Post-Tribune

Foxconn cites ‘error’ for pay dispute at China plant

Taiwan-based company apologizes to new iPhone workers after protests, outcry

- By Joe McDonald

BEIJING — The company that assembles Apple Inc.’s iPhones apologized Thursday for a pay dispute that triggered employee protests at a factory where antivirus controls have slowed production.

Employees complained Foxconn Technology Group changed the terms of wages offered to attract them to the factory in the central city of Zhengzhou. Foxconn, based in New Taipei City, Taiwan, is trying to rebuild the workforce after employees walked out last month over complaints about unsafe conditions.

Videos on social media showed police kicking and clubbing workers during the protest that erupted Tuesday and lasted into Wednesday.

Foxconn, the biggest contract assembler of smartphone­s and other electronic­s for Apple and other global brands, blamed a “technical error” in the process of adding new employees and said they would be paid what they were promised.

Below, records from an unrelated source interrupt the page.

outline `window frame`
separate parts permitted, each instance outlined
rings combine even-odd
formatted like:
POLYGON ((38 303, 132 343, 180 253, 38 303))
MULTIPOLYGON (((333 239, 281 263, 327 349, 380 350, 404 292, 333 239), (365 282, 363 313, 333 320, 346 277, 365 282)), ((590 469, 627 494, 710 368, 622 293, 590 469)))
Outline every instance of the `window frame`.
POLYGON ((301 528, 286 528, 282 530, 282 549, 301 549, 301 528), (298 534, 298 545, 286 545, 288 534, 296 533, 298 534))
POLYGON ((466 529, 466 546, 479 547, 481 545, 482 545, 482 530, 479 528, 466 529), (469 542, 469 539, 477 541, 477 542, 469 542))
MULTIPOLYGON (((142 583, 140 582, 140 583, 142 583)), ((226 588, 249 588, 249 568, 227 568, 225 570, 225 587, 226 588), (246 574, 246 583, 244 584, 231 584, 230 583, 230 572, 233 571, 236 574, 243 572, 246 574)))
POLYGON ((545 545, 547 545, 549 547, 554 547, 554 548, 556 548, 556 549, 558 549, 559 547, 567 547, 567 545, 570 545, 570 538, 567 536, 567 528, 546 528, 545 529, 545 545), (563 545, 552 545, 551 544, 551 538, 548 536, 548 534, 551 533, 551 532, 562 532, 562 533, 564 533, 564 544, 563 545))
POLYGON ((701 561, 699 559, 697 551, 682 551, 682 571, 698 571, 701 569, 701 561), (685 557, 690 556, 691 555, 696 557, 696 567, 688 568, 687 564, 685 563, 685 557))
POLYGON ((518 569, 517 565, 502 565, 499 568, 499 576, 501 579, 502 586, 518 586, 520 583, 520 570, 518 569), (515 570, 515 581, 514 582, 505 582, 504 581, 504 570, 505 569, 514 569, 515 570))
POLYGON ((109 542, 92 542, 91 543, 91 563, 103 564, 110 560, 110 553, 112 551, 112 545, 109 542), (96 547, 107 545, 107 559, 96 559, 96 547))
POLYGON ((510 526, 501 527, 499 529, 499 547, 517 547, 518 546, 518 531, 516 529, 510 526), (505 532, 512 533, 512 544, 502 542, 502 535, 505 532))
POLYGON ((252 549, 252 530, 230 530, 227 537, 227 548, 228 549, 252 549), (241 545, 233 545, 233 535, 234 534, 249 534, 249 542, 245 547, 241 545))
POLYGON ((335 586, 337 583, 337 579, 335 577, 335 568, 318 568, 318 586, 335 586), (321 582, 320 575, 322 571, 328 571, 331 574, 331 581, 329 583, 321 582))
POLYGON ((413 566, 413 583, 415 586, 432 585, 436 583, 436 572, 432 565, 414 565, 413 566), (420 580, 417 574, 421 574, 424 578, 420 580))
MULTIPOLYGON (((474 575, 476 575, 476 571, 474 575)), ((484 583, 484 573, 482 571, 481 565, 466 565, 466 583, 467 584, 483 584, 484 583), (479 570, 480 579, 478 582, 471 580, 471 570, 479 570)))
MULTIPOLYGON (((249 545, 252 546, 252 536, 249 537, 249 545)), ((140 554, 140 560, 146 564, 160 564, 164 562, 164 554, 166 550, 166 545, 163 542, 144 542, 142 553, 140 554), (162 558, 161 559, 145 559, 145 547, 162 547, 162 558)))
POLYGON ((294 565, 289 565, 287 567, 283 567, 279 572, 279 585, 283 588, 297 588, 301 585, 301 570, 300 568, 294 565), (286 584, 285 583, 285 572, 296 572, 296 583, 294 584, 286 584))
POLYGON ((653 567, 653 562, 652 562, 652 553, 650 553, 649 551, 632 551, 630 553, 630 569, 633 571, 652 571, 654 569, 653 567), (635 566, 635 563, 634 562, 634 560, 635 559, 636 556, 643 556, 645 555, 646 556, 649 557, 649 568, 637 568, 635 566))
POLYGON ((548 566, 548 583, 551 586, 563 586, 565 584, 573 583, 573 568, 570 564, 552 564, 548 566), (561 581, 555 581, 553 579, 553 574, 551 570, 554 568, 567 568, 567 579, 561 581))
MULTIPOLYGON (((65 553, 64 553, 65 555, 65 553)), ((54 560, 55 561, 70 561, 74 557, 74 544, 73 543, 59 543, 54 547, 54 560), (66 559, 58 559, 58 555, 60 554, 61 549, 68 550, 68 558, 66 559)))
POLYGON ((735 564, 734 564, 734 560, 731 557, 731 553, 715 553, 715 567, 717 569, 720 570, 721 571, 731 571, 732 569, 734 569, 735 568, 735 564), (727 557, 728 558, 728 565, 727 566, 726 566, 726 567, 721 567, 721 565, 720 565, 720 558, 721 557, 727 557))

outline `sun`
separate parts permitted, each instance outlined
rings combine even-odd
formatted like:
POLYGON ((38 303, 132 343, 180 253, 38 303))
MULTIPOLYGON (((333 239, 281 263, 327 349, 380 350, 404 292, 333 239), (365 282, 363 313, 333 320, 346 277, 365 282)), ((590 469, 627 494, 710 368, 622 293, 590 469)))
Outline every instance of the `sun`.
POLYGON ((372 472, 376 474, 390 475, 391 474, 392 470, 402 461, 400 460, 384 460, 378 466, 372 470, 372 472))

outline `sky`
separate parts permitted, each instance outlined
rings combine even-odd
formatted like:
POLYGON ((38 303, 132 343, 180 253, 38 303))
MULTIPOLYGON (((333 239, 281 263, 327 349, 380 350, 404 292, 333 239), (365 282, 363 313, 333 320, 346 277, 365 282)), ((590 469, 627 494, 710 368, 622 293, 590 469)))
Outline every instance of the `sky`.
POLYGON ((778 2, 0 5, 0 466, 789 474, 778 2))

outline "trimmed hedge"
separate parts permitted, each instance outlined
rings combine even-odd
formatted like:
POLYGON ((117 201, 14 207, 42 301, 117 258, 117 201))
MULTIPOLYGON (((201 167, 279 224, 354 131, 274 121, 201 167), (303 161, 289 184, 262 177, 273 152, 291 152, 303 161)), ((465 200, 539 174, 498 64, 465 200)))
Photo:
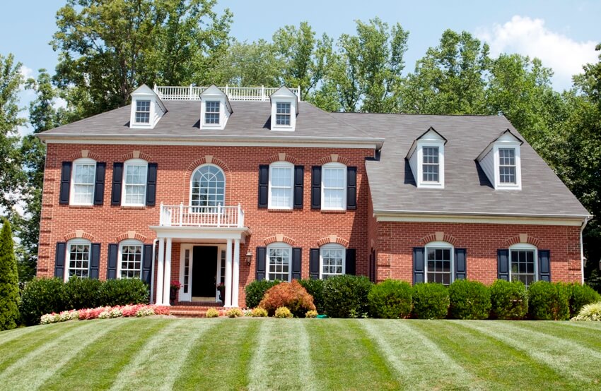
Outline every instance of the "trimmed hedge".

“We apologize for an input error in the computer system and guarantee that the actual pay is the same as agreed and the official recruitmen­t posters,” said a company statement.

Late Wednesday, Apple said it had people on the ground at Foxconn’s Zhengzhou facility.

“We are reviewing the situation and working closely with Foxconn to ensure their employees’ concerns are addressed,” the Cupertino, California-based company said.

The dispute comes as the ruling Communist Party tries to contain a surge in coronaviru­s cases without shutting down factories, as it did in 2020 at the start of the pandemic. Its tactics include “closed-loop management,” or having employees live at their workplaces without outside contact.

Authoritie­s promised last month to reduce economic disruption by cutting quarantine times and making other changes to China’s “zero-COVID” strategy.

On Thursday, people in eight districts of Zhengzhou with a total of 6.6 million residents were told to stay home for five days. Daily mass testing was ordered for a “war of annihilati­on” against the virus.

Apple earlier warned iPhone 14 deliveries would be delayed after employees walked out of the Zhengzhou factory and access to the industrial zone around the facility was suspended following outbreaks.

To attract new workers, Foxconn offered $3,500 for two months of work, according to employees, or almost 50% more than news reports say its highest wages usually are.

Employees complained that after they arrived, they were told they had to work an additional two months at lower pay to received the higher wage, according to an employee, Li Sanshan.

Foxconn offered up to $1,400 to new hires who choose to leave, the finance news outlet Cailianshe reported.

Foxconn’s statement Thursday said employees who leave will receive unspecifie­d “care subsidies” but gave no details. It promised “comprehens­ive support” for those who stay.